Owners of Old Chicago Pizza in Petaluma
From left, Old Chicago Pizza owners Joanne Hansen and Audrey Haglund on Thursday, March 19, 2026 in Petaluma. After founder Bill Berliner died in 2009, Hansen’s husband, Michael, and longtime employee Haglund took over. Joanne Hansen stepped in to help run the pizza restaurant after her husband died in 2016. (John Burgess / The Press Democrat)
A customer pulls a slice from a deep-dish pizza pie at Old Chicago Pizza
Concho Padilla creates a waterfall of cheese while trying to separate a slice of a gooey, stringy deep-dish pizza at a family birthday at Old Chicago Pizza Thursday, March 19, 2026 in Petaluma. (John Burgess / The Press Democrat)

Not much has changed in nearly 50 years. Inside the historic Lan Mart Building, generations of Petalumans have sat beneath the same glass chandelier, along the same exposed brick walls and at the same slightly sticky wooden tables, eating the pizzas they grew up with.

The heaviest pizza ever made here, Hansen said, tipped the scales at 8 pounds, though most large pies land in the 4- to 5-pound range before toppings. Add 2 pounds of cheese, and you’ve got something that weighs about as much as a newborn. Serving yourself isn’t advised — the pizzas are heavy and arrive piping hot — and staff will happily step in, offering both a hand and a front-row seat to that gravity-defying pull.

“It takes a certain amount of practice to serve it,” Hansen said.

There’s an art to eating it, too. Resist the rookie mistake of diving straight into those golden, bubbling pockets of cheese. A little patience goes a long way — your mouth will thank you later.

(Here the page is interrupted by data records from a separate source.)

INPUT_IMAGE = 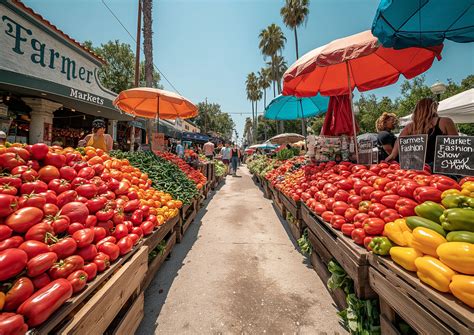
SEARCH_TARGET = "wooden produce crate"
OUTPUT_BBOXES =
[369,254,474,334]
[301,204,376,299]
[308,230,347,310]
[142,230,176,291]
[49,246,148,335]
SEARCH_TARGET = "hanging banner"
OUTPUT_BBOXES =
[433,136,474,176]
[399,134,428,170]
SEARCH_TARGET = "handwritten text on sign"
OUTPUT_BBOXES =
[434,136,474,176]
[399,135,428,170]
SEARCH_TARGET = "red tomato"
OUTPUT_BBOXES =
[0,248,28,281]
[67,270,88,293]
[5,207,43,233]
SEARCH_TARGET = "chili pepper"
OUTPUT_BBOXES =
[369,236,392,256]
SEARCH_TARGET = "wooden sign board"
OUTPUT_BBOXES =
[358,140,374,165]
[433,136,474,176]
[399,134,428,170]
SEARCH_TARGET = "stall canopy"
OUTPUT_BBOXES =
[400,88,474,126]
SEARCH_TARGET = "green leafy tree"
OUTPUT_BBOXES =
[83,40,162,93]
[280,0,309,59]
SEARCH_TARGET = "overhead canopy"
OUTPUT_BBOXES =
[400,88,474,126]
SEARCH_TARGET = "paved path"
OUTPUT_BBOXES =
[137,167,346,334]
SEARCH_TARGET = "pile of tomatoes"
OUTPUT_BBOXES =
[269,162,459,251]
[155,151,207,190]
[0,143,181,334]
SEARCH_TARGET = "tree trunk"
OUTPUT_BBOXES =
[143,0,154,149]
[294,27,300,60]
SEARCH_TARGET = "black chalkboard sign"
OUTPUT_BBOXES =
[358,140,374,165]
[398,134,428,170]
[434,136,474,176]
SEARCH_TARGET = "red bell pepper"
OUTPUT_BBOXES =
[395,198,418,217]
[413,186,442,203]
[364,218,385,235]
[351,228,367,245]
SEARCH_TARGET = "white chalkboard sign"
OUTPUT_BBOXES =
[398,134,428,170]
[434,136,474,176]
[358,140,374,165]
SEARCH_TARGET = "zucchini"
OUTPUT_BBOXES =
[446,230,474,244]
[406,216,446,236]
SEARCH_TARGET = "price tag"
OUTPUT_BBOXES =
[399,134,428,170]
[434,136,474,176]
[359,140,374,165]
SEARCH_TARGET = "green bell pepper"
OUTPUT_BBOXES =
[440,208,474,232]
[369,236,392,256]
[446,230,474,244]
[441,194,474,208]
[415,201,444,223]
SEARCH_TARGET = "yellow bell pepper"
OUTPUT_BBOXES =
[390,247,423,271]
[449,275,474,308]
[415,256,456,292]
[441,189,461,199]
[436,242,474,275]
[383,219,411,247]
[411,227,447,257]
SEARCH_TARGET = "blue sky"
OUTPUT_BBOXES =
[24,0,474,136]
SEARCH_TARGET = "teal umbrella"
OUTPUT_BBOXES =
[372,0,474,49]
[264,95,329,120]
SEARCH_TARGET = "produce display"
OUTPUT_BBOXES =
[111,151,198,205]
[155,151,207,190]
[0,143,182,334]
[260,158,474,307]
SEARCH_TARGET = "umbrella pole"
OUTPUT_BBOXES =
[346,61,359,163]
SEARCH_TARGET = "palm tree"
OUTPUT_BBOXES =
[258,23,286,97]
[142,0,154,146]
[258,67,272,108]
[280,0,309,59]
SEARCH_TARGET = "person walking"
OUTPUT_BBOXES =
[78,119,114,152]
[203,140,215,160]
[231,144,240,177]
[221,142,231,174]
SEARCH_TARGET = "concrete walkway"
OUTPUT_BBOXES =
[137,167,346,334]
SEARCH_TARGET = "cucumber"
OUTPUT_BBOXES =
[406,216,446,236]
[446,230,474,244]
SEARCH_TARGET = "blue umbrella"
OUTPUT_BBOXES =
[372,0,474,49]
[264,95,329,120]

Salad at Old Chicago Pizza
The Lisa Iskin Salad with tomatoes, green pepper, mushrooms, chopped olives and topped with cheese from Old Chicago Pizza in Petaluma Thursday, March 19, 2026. (John Burgess / The Press Democrat)
People dine at Old Chicago Pizza
Serving up a variety of large deep-dish pizzas, plus a tiny individual one, for a hungry table at Old Chicago Pizza Thursday, March 19, 2026 in Petaluma. (John Burgess / The Press Democrat)

The menu

Pizza, pizza and more pizza. Deep-dish crust is the signature, but the double crust — two layers of crust surrounded by cheese and sauce — is also a favorite. Loading a deep dish with too many toppings isn’t recommended; things can quickly become overwhelming. Thin, extra-thin and gluten-free crusts are also available, along with garlic bread, simple salads, warm cookies and mini cheesecakes.

Most ordered

Pepperoni deep dish.

Fun fact

The 150-year-old building has seen its share of lives. According to local lore, it once operated as a brothel, a saloon and a hotel. Its twists and turns — with businesses tucked behind dozens of doors — invite curiosity. Whether it’s haunted is up for debate, though few dismiss the possibility outright.

Entrance to Old Chicago Pizza in Petaluma
Old Chicago Pizza opened in 1979 upstairs in the Lan Mart building. Photo taken Thursday, March 19, 2026 in Petaluma. (John Burgess / The Press Democrat)
Slice of pizza
The scratches from over 40 years of pizza cutters leave a work of art on the steel deep dish pans at Old Chicago Pizza Thursday, March 19, 2026 in Petaluma. (John Burgess / The Press Democrat)

The backstory

Berliner, brother of Andy Berliner, the co-founder of Amy’s Kitchen, set out to create a West Coast counterpart to Chicago destinations like Gino’s East, Giordano’s and Pizzeria Uno. He developed his own crust recipe — still a closely guarded secret — and built a loyal following. After Berliner died in 2009, Joanne Hansen’s husband, Michael, and longtime employee Audrey Haglund took over. When Michael Hansen died in 2016, Joanne Hansen stepped in, continuing the tradition.

The price

A medium deep dish (six slices) with cheese is $29.50; a large is $38; a small is $22.40; and a mini is $8. Additional toppings cost extra. A medium double-crust pizza with cheese is $35 and includes two toppings.

Mini pizzas with a variety of toppings from Old Chicago Pizza in Petaluma. Photo taken Thursday, March 19, 2026. (John Burgess/The Press Democrat)
Mini pizzas with a variety of toppings from Old Chicago Pizza in Petaluma. Photo taken Thursday, March 19, 2026. (John Burgess / The Press Democrat)

The spot

41 Petaluma Blvd. N., Petaluma; 707-763-3897; oldchgo.com. A second location at 1390 N. McDowell Blvd., Suite H, offers delivery and pickup.